30 seconds later the original request timeouts, gets rejected, the server then logs "Debug: Proxy SSL socket has data to read" (possibly also in relation to another request) and locks up.
excerpt from a debug log follows:
Wed Jun 19 23:12:13 2024 : Debug: (TLS) Trying new outgoing proxy connection to proxy (0.0.0.0, 0) -> home_server (a.b.c.d, 2083) Wed Jun 19 23:12:13 2024 : Debug: Requiring Server certificate Wed Jun 19 23:12:13 2024 : Debug: (0) (TLS) RADIUS/TLS - Handshake state [PINIT] - before SSL initialization (0) Wed Jun 19 23:12:13 2024 : Debug: (0) (TLS) RADIUS/TLS - Handshake state [PINIT] - Client before SSL initialization (0) Wed Jun 19 23:12:13 2024 : Debug: (0) (TLS) RADIUS/TLS - send TLS 1.2 Handshake, ClientHello Wed Jun 19 23:12:13 2024 : Debug: (0) (TLS) RADIUS/TLS - Client : Need to write more data: SSLv3/TLS write client hello Wed Jun 19 23:12:13 2024 : Debug: Opened new proxy socket 'proxy (e.f.g.h, 36579) -> home_server (a.b.c.d, 2083)' Wed Jun 19 23:12:13 2024 : Debug: (22) proxy: Trying to allocate ID (1/2) Wed Jun 19 23:12:13 2024 : Debug: (22) proxy: request is now in proxy hash Wed Jun 19 23:12:13 2024 : Debug: (22) proxy: allocating destination a.b.c.d port 2083 - Id 54 Wed Jun 19 23:12:13 2024 : Debug: (22) Proxying request to home server a.b.c.d port 2083 (TLS) timeout 30.000000 Wed Jun 19 23:12:13 2024 : Debug: (22) Sent Access-Request Id 54 from e.f.g.h:36579 to a.b.c.d:2083 length 1988 ... Wed Jun 19 23:12:13 2024 : Debug: (0) (TLS) RADIUS/TLS - Client : Need to write more data: SSLv3/TLS write client hello Wed Jun 19 23:12:13 2024 : Debug: (TLS) SSL_connect() returned WANT_WRITE Wed Jun 19 23:12:13 2024 : Debug: (TLS) SSL_connect() writing 0 bytes to the network Wed Jun 19 23:12:13 2024 : Debug: (22) (TLS) has 0 bytes in the buffer Wed Jun 19 23:12:13 2024 : Debug: (22) (TLS) Saving 1988 bytes of RADIUS traffic for later (total 1988) Wed Jun 19 23:12:13 2024 : Debug: Thread 2 waiting to be assigned a request Wed Jun 19 23:12:13 2024 : Debug: Listening on proxy (e.f.g.h, 36579) -> home_server (a.b.c.d, 2083) Wed Jun 19 23:12:13 2024 : Debug: (22) Expecting proxy response no later than 29.671495 seconds from now Wed Jun 19 23:12:43 2024 : Debug: (22) No proxy response, giving up on request and marking it done Wed Jun 19 23:12:43 2024 : Proxy: Marking home server a.b.c.d port 2083 as zombie (it has not responded in 30.000000 seconds). Wed Jun 19 23:12:43 2024 : ERROR: (22) Failing proxied request for user "[email protected]", due to lack of any response from home server a.b.c.d port 2083 ... Wed Jun 19 23:12:43 2024 : Debug: Proxy SSL socket has data to read
On Jun 20, 2024, at 7:07 AM, martinsta @.***> wrote:
Thanks for another round. With the patch applied and BIO_read() getting called the server reports "Debug: (TLS) SSL_connect() writing 0 bytes to the network".
That's annoying.
What's that? SSL_connect() left in handshake, SSL_get_error() returns WANT_WRITE and there is no data available to read from BIO? Does it need to retry? Or is this a different king of issue?

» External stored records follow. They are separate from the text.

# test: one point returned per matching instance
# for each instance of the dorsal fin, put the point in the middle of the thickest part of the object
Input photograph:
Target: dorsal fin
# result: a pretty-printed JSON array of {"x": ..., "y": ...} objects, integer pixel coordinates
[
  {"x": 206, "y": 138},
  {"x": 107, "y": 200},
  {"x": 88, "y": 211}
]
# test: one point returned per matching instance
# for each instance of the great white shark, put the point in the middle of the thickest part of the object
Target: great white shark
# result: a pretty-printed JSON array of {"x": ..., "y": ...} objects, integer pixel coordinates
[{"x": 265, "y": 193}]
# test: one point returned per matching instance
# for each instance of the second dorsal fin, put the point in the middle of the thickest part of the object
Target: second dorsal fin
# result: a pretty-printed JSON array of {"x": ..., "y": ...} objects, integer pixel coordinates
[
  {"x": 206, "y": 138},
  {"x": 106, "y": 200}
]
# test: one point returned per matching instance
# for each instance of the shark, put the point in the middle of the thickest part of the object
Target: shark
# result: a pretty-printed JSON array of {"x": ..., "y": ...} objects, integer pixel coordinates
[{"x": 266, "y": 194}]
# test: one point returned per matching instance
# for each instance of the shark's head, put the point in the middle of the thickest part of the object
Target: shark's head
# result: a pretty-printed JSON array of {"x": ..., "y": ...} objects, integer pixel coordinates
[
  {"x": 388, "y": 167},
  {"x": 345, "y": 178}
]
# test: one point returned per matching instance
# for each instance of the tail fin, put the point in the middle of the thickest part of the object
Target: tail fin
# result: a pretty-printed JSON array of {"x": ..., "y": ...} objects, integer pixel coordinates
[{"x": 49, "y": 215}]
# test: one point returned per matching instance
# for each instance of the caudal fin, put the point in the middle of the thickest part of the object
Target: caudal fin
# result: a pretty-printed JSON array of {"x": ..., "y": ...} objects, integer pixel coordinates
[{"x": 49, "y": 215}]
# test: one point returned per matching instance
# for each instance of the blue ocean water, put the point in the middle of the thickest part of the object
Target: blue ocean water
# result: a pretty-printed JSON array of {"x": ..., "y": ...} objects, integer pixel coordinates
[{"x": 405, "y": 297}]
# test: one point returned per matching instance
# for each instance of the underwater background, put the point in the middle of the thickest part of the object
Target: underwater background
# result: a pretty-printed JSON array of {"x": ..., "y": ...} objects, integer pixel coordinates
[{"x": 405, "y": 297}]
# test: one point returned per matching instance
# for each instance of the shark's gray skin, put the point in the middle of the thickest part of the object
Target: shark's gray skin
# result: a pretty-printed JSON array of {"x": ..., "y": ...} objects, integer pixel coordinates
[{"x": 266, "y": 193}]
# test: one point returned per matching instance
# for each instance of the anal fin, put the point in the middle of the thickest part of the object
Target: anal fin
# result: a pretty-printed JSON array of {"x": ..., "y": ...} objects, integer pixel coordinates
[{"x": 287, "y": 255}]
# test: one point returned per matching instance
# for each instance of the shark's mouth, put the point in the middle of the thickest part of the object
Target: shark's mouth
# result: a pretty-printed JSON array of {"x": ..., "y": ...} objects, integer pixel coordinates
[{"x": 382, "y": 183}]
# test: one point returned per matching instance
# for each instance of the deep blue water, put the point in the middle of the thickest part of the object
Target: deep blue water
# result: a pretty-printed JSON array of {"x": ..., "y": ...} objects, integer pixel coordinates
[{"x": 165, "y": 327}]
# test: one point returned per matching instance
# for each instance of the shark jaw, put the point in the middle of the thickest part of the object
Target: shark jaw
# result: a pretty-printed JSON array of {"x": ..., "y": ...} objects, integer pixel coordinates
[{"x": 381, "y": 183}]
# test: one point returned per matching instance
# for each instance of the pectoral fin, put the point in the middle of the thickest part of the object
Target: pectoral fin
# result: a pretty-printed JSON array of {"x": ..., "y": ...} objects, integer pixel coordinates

WANT_WRITE means that OpenSSL wants to write more data to the network.
But when we call BIO_read() to get data from OpenSSL, it returns "no more data".
So I don't know what's going on.
30 seconds later the original request timeouts, gets rejected, the server then logs "Debug: Proxy SSL socket has data to read" (possibly also in relation to another request) and locks up.
That's unfortunate.
You can edit src/main/tls_listen.c, in the proxy_tls_recv() function. Maybe have it print out how much data was read from the network.
And also instrument proxy_tls_read() to see what's going on there, and why it is likely returning "no data".
The main issue is that I can't reproduce the issue here, so it's very hard to debug it.